The country’s premier museum for art and history houses permanent exhibits such as “Ayala Museum: In Microcosm” and its Digital Gallery which is made up of eight sprawling screens that enable visitors to digitally explore objects from the museum and library collections.
Visitors can also drop by the museum’s Filipinas Heritage Library (FHL) which provides an access to a repository of Filipiniana materials and other references on Philippine arts, history, and culture.
The FHL is currently hosting the “Liberation: War and Hope” exhibit, a free offering of the library that focuses on the life and stories of everyday Filipinos before, during, and post-war until September 25, 2022.
The Ayala Museum, which late last year reopened to the public after two years of renovation, earlier celebrated National Heritage Month by giving the public free access for one day only to celebrate International Museum Day.
Book visits to the Ayala Museum through its website here.
Find out more about the Philippines under Spanish rule by visiting the many historic landmarks and museums in the famous Walled City of Intramuros.
Among the most popular attractions of the former Spanish colonial fortress are heritage sites such as Fort Santiago and Baluarte de San Diego, as well as museums such as Casa Manila and the Museo de Intramuros, among others.
Casa Manila is a lifestyle museum in Intramuros depicting the domestic life of the upper class during the Spanish colonization of the Philippines. It also displays the unique and valuable artifacts of the Intramuros Administration Museum Collection.
Museo de Intramuros houses the ecclesiastical collection of the Intramuros Administration.
Martial Law Museums
Two Martial Law Museums in the country provide facts and figures about the period of military rule in the Philippines imposed 50 years ago in 1972 until 1981.
MartialLawMuseum.ph is a comprehensive online learning resource on Martial Law in the Philippines created by the Ateneo de Manila University.

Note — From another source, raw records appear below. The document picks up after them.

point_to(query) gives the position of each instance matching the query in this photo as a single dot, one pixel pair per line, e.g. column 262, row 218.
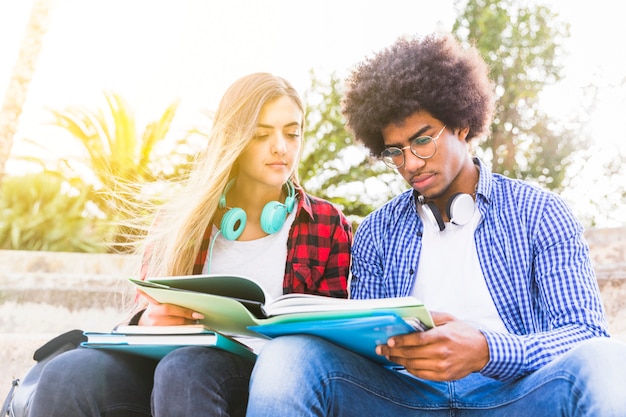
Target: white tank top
column 449, row 277
column 261, row 259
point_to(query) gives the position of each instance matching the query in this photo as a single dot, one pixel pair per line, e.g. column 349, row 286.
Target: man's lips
column 422, row 180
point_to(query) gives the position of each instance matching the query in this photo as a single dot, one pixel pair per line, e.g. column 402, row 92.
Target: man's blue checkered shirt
column 534, row 259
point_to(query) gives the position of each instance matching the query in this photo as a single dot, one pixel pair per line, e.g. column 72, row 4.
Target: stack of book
column 237, row 307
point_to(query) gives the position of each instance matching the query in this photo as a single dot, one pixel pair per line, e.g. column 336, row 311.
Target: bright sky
column 153, row 52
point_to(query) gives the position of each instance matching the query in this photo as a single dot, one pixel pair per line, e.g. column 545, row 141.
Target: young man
column 503, row 266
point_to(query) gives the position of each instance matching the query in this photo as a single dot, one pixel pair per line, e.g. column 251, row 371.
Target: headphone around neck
column 459, row 209
column 273, row 215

Netizens can access the digital educational resource to find out more about the different aspects of Martial Law under the late dictator Ferdinand Marcos through various exhibits on its website.
An onsite martial law museum is also set to rise within the University of the Philippines Diliman campus to honor the memory of the victims of state violence and oppression during the dark period in Philippine history.
Named the “Freedom Memorial Museum”, the flagship project of the Human Rights Violations Victims’ Memorial Commission (HRVVMC) will house “relevant memorabilia, artifacts, educational materials and audiovisual content” which will soon be open to the public. Check out the museum website here.
National Museum of the Philippines
The National Museum of the Philippines (NMP) houses four buildings in Manila that preserve vast collections of art and the natural and cultural history of Filipinos.
Manila’s national museum started to extend its visiting hours in May to give more Filipinos a chance to learn about the nation’s rich artistic, historical, and cultural heritage.
The National Museum of Fine Arts, National Museum of Anthropology, and National Museum of Natural History in Rizal Park in Manila are open to visitors with longer hours from Tuesday to Sunday, except on public holidays.
Visitors no longer need to book reservations to enter the museums but are required to present their vaccination cards upon entry.
The museums are open from Tuesday to Sunday (except holidays), from 9 a.m. to 6 p.m.
The National Museum opened its doors to the general public for free beginning in 2016.